Tras una breve vacilación, respondió:
—Claro.
—¿Causarían las nanopartículas una reacción alérgica así?
—Desde luego sería posible…
—Pero tú no lo crees —la interrumpí.
—No, no lo creo. En mi opinión, las nanopartículas son antigénicamente inertes. Creo que has reaccionado a una toxina coliforme.
—Una toxina coliforme… —El dolor de cabeza me venía a rachas. Tomé aire y lo expulsé lentamente. Intenté entender de qué me hablaba. Mi mente pensaba con lentitud. Una toxina coliforme.
—Sí.
—¿Una toxina de la bacteria
E. Coli
? ¿Te refieres a eso?
—Sí. Una toxina proteolítica probablemente.
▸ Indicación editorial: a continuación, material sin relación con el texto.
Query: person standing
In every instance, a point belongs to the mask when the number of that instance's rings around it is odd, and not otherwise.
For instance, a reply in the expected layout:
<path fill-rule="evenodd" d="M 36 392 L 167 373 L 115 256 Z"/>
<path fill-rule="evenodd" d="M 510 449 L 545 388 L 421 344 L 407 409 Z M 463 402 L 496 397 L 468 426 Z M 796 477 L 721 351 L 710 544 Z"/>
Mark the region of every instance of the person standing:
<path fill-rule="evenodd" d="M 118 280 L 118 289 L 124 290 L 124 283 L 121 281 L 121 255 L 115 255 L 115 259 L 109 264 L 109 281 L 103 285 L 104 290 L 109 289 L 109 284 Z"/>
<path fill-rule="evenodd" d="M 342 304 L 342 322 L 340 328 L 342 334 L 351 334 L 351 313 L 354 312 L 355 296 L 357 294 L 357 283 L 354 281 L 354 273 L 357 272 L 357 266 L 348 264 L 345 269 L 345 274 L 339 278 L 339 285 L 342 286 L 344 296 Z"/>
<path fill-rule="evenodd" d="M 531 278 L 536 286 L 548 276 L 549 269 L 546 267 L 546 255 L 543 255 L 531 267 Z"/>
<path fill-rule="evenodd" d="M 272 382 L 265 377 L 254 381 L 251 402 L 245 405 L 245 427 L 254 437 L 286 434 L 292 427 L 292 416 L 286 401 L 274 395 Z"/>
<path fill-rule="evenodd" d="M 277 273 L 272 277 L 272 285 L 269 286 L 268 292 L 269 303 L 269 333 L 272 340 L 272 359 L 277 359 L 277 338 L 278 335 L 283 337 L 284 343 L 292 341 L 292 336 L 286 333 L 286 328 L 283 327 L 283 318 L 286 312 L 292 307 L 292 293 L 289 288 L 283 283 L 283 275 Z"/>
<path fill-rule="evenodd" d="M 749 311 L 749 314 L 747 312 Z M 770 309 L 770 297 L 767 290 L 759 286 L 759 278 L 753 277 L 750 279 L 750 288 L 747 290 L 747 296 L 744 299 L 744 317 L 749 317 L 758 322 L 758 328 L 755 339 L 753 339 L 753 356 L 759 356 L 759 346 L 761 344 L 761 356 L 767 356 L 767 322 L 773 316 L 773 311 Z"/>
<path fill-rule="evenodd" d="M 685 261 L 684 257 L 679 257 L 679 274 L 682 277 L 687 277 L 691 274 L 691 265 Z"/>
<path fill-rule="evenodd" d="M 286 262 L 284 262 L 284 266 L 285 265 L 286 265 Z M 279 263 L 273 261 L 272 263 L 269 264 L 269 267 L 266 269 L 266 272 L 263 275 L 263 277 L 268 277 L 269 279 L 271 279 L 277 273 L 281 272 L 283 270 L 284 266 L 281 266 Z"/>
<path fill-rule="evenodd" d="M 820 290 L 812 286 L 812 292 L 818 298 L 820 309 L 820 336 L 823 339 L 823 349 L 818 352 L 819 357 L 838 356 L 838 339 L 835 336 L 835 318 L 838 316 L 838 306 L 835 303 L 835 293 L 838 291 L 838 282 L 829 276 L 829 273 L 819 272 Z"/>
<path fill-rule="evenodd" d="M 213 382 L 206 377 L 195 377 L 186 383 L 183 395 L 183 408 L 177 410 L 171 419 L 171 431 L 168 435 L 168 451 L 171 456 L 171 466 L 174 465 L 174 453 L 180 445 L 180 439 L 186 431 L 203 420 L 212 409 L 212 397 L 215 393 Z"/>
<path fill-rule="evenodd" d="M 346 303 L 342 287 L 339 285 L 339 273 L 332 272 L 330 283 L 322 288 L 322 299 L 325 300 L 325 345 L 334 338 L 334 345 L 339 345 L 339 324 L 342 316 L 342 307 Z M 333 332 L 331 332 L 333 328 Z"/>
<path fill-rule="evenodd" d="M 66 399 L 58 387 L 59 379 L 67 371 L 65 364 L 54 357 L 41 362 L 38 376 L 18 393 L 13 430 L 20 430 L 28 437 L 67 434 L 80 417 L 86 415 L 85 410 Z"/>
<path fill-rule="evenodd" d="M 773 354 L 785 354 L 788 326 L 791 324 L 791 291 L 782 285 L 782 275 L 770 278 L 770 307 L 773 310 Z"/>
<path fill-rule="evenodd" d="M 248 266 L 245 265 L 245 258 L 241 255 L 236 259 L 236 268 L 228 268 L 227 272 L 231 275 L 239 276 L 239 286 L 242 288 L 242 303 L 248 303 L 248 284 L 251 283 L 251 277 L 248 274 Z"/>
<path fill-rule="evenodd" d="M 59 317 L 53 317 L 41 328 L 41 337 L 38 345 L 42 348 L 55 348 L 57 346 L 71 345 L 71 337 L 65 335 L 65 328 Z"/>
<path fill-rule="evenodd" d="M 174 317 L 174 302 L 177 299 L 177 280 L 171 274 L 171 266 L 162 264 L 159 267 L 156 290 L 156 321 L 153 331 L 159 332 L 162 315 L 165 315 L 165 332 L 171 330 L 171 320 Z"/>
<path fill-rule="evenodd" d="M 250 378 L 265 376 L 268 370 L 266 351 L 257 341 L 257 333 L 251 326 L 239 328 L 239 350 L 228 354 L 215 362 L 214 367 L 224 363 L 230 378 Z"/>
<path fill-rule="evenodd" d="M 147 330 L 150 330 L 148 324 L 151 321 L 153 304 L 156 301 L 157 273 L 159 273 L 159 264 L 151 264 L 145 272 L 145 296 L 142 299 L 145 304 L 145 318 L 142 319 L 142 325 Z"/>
—¿Y de dónde provendría una toxina como esa?
—Del enjambre —contestó.
Eso no tenía el menor sentido. Según Ricky, las bacterias
E. coli
solo se utilizaban para manufacturar moléculas precursoras.
—Pero las bacterias no pueden estar presentes en el propio enjambre —comenté.
—No lo sé, Jack. Quizá sí.
¿Por qué estaba tan cambiada?, me pregunté. Esa actitud no era propia de ella. Normalmente Mae era precisa y clara.